Tokyo Godfathers

 Tokyo Godfathers

Directed by: Satoshi Kon 



            Tokyo, Christmas Eve.  An infant is abandoned, and the three people who find it are the least equipped to care for it.  Can they find the baby’s parents, and in the process redeem themselves?

In Satoshi Kon’s animated story, three homeless people; a self-styled “bum,” a transvestite and a runaway teenaged girl find a baby dumped in the trash where the three of them are scavenging. The city in winter is a place of danger for people on the fringes, people like Hana the maternal cross-dresser or Miyuki, a defiant and vulnerable teenager. The film is moving, suspenseful and funny, loaded with social commentary. The artwork is beautiful. 

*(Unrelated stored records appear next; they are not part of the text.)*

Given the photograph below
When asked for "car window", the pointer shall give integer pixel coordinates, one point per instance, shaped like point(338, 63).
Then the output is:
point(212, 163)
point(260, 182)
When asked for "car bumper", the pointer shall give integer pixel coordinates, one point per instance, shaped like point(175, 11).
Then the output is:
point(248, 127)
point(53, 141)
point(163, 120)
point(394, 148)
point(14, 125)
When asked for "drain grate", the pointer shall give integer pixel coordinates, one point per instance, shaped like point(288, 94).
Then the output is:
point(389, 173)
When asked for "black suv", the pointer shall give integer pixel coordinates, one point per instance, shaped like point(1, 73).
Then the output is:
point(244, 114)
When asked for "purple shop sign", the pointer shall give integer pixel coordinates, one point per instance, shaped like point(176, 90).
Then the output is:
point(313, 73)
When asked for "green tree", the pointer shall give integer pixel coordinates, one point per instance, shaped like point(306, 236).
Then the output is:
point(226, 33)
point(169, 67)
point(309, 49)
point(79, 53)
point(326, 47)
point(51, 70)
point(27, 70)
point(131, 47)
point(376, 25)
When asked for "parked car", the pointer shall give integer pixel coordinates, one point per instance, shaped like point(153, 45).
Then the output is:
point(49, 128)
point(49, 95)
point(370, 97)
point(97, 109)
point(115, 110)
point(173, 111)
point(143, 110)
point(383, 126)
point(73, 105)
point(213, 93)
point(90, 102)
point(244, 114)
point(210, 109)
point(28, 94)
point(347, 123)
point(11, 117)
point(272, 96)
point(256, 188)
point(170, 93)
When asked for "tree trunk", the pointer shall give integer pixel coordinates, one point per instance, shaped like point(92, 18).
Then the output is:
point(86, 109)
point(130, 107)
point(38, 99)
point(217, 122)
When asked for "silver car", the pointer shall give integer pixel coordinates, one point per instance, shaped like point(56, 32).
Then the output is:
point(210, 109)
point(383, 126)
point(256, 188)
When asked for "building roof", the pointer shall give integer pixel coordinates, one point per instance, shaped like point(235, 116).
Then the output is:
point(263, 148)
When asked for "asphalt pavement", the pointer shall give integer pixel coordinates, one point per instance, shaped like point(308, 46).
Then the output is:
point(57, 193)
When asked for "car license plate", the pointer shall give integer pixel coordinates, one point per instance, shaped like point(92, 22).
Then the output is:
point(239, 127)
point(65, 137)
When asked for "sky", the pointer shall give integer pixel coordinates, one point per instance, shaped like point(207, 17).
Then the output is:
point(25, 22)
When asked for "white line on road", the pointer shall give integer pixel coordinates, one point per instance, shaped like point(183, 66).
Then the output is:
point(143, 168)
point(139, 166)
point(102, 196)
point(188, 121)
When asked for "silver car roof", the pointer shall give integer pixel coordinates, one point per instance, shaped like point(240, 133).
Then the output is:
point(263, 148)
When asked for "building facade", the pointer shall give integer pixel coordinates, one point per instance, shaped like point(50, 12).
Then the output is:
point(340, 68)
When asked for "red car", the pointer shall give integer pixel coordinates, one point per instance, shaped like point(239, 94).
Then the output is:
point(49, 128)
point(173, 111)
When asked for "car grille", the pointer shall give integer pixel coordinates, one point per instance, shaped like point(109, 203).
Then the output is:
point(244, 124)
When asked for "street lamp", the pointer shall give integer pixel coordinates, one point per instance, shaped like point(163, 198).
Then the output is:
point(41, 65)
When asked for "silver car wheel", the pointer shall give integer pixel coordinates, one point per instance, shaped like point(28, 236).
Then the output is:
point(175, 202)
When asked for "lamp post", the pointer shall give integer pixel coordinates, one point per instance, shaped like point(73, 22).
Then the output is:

On their “road trip” our three outcasts have adventures and meet strange and scary individuals.  Things aren’t what they seem. . .or they are exactly what they seem, it’s just that there’s more to them than what you see at first.  They help a wealthy man who’s stuck under his car, and he invites them to his house.  It turns out he is a powerful crime lord.  There is an assassination attempt, and the would-be assassin grabs Miyuki and the baby as he makes his getaway, but far from hurting them, takes them to a place of warmth, nourishment and safety. When we first see Hana, at a Catholic Christmas Eve service, she looks like an elderly, overly-made-up woman.  Then we find out she’s a man. The movie is all about looking beneath the surface, so it is no surprise that the baby’s parentage is not as simple as it seems either.

It isn’t clear why Hana is living on the streets, but we learn why Miyuki and Gin, the “bum,” are. Gin, the most bitter and realistic of the three, provides the voice of social comment.  We see that he was a regular guy who put himself on the streets because of his gambling addiction, a theme the movie returns to later.

Because it’s a quest, each outcast has to find an inner truth before the outer events of their lives can align.  Miyuki, touched by the connection with the Hispanic family she meets, sheds her “tough girl” armor long enough to attempt a phone call to her home.  Gin chooses to help his drag-queen friend instead of walking away, and is re-connected with his own family as a result. Hana, outwardly burlesque-feminine, ends up being the film’s action hero. 

The animation is lovely, strange and whimsical, whether it’s a frame of snow falling, or pinwheels spinning outside an elderly homeless man’s shelter, or Gin’s face as he talks about his family. The scene with Miyuki on a train, looking across at the other track and recognizing someone, is exquisite and had me holding my breath.

What is it about babies?  Not everyone likes, or is comfortable with babies, but we all get what they represent.  They represent the future.  They represent hope.

In 1948, John Ford released a movie called 3 Godfathers, starring John Wayne and Harry Cary Jr.  In it, three bank robbers flee into the desert, where they find a dying woman in labor.  They deliver her baby and promise the dying woman they will keep her child safe.  This means they have to return to the town whose bank they just robbed.  Not everyone survives in this movie, but the baby, the hope of the future, is returned to civilization.

Ford’s movie was a remake of a 1936 movie called The Three Godfathers, which has exactly the same plot. I usually roll my eyes at the thought of remakes, but the idea of a John Ford western— a John Wayne western—migrating to Japan, where it becomes an animated feature commenting on modern alienation and intolerance, just tickles me.